É desta forma que se inicia o documentário Morro dos Prazeres (2013), dirigido por Maria Augusta Ramos e vencedor de três prêmios na 46ª edição do Festival de Brasília. O filme também faz parte da programação oficial da 37ª Mostra Internacional de Cinema em São Paulo.
Durante os 90 minutos, somos levados a uma análise da nova realidade das favelas cariocas após a ocupação dos morros pela Polícia Militar do Rio de Janeiro para a implantação do serviço das UPP’s (Unidades de Polícia Pacificadora). Especificadamente, é retratado o dia a dia da comunidade do Morro dos Prazeres, um ano após a entrada da polícia.
A presença da PM desperta antagonismos de classe históricos na favela. A tensão é pulsante, transformando a linha entre a paz e o conflito em algo muito tênue. Nesse processo de “pacificação”, caracterizado principalmente na luta contra o tráfico, qual o papel correto da população e da polícia? O filme levanta este questionamento propondo-se a fazer uma crônica da vida cotidiana e dos sofrimentos dos diferentes tipos de pessoas que convivem na dura realidade dos morros cariocas.
Nesse ambiente são claramente explícitos os velhos preconceitos da sociedade brasileira: Adolescentes negros são alvo de descriminação, sendo tratados como bandidos ao serem abordados para averiguação. Quase todos os PM’s são hostilizados e considerados inimigos da população.
No morro, todos são, vítimas. O garoto pobre, sem perspectiva de mudança de futuro, não vê outra saída para a sobrevivência senão o tráfico. A moça PM tem medo de expor publicamente sua profissão, pois corre duplamente o risco de ser agredida: pela sua condição de mulher em uma sociedade machista e por ser policial.
A resolução desses problemas de ordem social passa primeiramente na mão de quem tem a “legitimidade” do poder, neste caso, a PM. Os comandantes discutem a todo momento uma mudança na “estética da guerra” como forma de obter o apoio da opinião pública quanto a ação das UPP’s, constantemente acusadas de abuso de poder, corrupção e pacto com o crime.
Esse objetivo tenta ser alcançado com mudanças no aspecto do corpo policial: Aumenta-se o número de policiais femininas em ação; armas pesadas, como fuzis, são proibidas, estimula-se uma atitude mais amigável e próxima com a população local. Até mesmo os conceitos da psicologia freudiana são utilizados para induzir uma mudança de comportamento entre os policiais.
O filme tenta ser sutil ao evitar emitir juízos de valor precipitados, mostrando as diferentes realidades das partes em conflito.

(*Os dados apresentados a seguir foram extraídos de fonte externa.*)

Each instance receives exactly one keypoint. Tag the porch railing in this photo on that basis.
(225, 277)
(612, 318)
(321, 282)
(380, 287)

A obra defende uma realidade na qual há mais “seres de bem” do que “vilões”.
Há casos graves de abuso de poder na ação da polícia nas comunidades cariocas (como o recente desaparecimento do servente de pedreiro Amarildo, na favela da Rocinha), e isso não é segredo; mas a diretora se abstém de mostrar essas cenas de denúncia. A câmera filma , na maioria do tempo, apenas momentos nos quais a ação da PM acaba de forma amigável, com a polícia saindo de cena com um “muito obrigado” ou “bom dia”.
É perceptível o incomodo da população local com a presença de um corpo estranho tentando ser “amigo”. O grande trunfo do filme são as tomadas reflexivas, nas quais o olhar perdido de um garoto, após uma revista policial, por exemplo, nos revela o quão humilhante e revoltante esse invasão de privacidade pode ser.
Morro dos Prazeres desperta mais dúvidas. Isso não necessariamente é um ponto negativo: é do questionamento que nasce uma reflexão pessoal do espectador sobre a complexa rede de relações sociais estabelecidas nas favelas após a chegada das UPP’s. O diferencial do documentário é a abordagem da temática das favelas brasileiras de uma maneira mais contemplativa e analítica, diferentemente do já tradicional e denunciativa “estética da guerra” proposta por filmes famosos como Cidade de Deus (2002) e Tropa de Elite (2007).